Turchia. Si è conclusa domenica la settimana dedicata alle celebrazioni per il Newruz, festività religiosa che simboleggia l’arrivo della primavera e l’inizio del nuovo anno per i curdi.

Venerdì 21, ad un anno dal “cessate il fuoco” tra curdi e turchi e a pochi giorni dalle elezioni amministrative in cui è fortemente messa in discussione la leadership del principale interlocutore del processo di riconciliazione, ovvero il partito al governo Giustizia e Sviluppo (Adalet ve Kalkınma Partisi, AKP), centinaia di persone, curdi ma anche rappresentanti di delegazioni internazionali e turisti, sono affluite nell’antica città di Diyarbakır, o in curdo Amed, per assistere alla rituale cerimonia d’accensione del fuoco.

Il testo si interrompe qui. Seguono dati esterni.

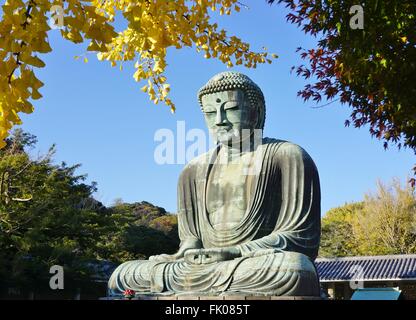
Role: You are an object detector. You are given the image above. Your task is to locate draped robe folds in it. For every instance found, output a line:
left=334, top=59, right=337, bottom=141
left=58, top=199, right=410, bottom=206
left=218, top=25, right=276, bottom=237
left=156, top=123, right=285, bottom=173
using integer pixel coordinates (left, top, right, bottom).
left=108, top=138, right=321, bottom=296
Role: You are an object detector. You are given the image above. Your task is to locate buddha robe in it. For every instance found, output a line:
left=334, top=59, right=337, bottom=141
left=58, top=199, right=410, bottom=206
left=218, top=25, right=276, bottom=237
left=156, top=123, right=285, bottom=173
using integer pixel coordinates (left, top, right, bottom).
left=108, top=138, right=321, bottom=296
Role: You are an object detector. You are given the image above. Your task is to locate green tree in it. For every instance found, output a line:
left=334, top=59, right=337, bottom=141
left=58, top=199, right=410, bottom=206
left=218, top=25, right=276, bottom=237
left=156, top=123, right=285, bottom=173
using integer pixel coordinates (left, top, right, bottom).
left=320, top=178, right=416, bottom=257
left=269, top=0, right=416, bottom=181
left=103, top=201, right=179, bottom=262
left=320, top=202, right=363, bottom=257
left=352, top=179, right=416, bottom=255
left=0, top=129, right=110, bottom=288
left=0, top=130, right=180, bottom=292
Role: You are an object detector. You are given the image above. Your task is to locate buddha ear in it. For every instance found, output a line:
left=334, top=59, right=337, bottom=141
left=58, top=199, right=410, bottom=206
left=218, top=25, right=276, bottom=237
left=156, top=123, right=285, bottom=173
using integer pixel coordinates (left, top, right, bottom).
left=252, top=108, right=259, bottom=128
left=255, top=103, right=265, bottom=130
left=244, top=101, right=257, bottom=125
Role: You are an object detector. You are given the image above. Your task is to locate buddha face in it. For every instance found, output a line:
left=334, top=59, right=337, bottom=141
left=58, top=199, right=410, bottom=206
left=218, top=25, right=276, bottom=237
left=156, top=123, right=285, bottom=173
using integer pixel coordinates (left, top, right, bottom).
left=201, top=89, right=259, bottom=145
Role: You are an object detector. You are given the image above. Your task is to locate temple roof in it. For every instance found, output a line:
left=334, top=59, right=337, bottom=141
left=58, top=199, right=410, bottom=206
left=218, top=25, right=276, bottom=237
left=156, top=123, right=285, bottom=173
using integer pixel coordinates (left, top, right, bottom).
left=315, top=254, right=416, bottom=282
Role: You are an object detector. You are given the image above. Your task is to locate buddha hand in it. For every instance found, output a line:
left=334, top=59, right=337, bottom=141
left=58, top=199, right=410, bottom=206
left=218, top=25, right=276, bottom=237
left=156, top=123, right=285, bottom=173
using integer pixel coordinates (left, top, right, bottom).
left=149, top=240, right=202, bottom=262
left=184, top=247, right=241, bottom=265
left=149, top=252, right=182, bottom=262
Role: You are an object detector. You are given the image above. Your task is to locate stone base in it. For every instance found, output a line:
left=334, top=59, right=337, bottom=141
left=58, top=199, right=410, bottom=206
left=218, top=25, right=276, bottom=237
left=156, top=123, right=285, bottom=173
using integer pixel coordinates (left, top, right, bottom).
left=158, top=295, right=321, bottom=300
left=101, top=295, right=322, bottom=300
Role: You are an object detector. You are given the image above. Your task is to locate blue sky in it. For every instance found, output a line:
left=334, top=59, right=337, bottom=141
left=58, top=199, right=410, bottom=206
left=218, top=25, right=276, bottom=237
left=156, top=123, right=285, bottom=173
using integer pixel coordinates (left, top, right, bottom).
left=18, top=1, right=414, bottom=215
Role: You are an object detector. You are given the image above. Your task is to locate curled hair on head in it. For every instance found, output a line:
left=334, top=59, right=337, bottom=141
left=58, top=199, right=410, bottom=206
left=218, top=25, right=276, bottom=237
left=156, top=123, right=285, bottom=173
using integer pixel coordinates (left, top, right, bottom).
left=197, top=71, right=266, bottom=129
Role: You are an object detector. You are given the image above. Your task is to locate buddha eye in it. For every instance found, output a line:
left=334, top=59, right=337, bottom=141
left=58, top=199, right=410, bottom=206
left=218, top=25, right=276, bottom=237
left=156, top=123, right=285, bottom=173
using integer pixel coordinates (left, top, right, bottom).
left=203, top=105, right=216, bottom=114
left=224, top=102, right=239, bottom=111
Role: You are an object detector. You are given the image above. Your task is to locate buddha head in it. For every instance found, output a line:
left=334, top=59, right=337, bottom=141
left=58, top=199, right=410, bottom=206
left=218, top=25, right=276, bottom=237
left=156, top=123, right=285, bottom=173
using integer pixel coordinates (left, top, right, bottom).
left=198, top=71, right=266, bottom=145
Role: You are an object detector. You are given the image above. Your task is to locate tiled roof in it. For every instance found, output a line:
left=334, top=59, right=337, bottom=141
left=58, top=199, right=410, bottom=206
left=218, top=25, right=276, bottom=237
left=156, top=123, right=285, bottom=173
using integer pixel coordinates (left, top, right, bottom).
left=315, top=254, right=416, bottom=282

In passato, soprattutto negli anni Novanta, dire Newruz equivaleva – quasi – a dire festa della resistenza curda e scontri tra i cittadini della regione per la rivendicazione dell’indipendenza del popolo curdo.

La cerimonia del 2013 ha rappresentato un momento di svolta per il rapporto tra i due popoli. La pubblica lettura del messaggio di Abdullah Öcalan, il leader del Partito dei Lavoratori Curdo (PKK) detenuto nel carcere di Imrali, ha sancito ufficialmente la fine della lotta armata e l’avvio del processo di riconciliazione tra le parti, sostenuto dall’AKP e dai due partiti pro-curdi, il Partito Democratico dei Popoli (Halkların Demokratik Partisi– HDP) e quello minoritario curdo, il Partito della Pace e Democrazia (Barış ve Demokrasi Partisi – BDP).

L’intesa tra le varie parti prevedeva il disarmo e la riabilitazione dei membri del PKK e un dialogo con il governo turco per l’avvio di negoziati per il riconoscimento dei diritti dei curdi.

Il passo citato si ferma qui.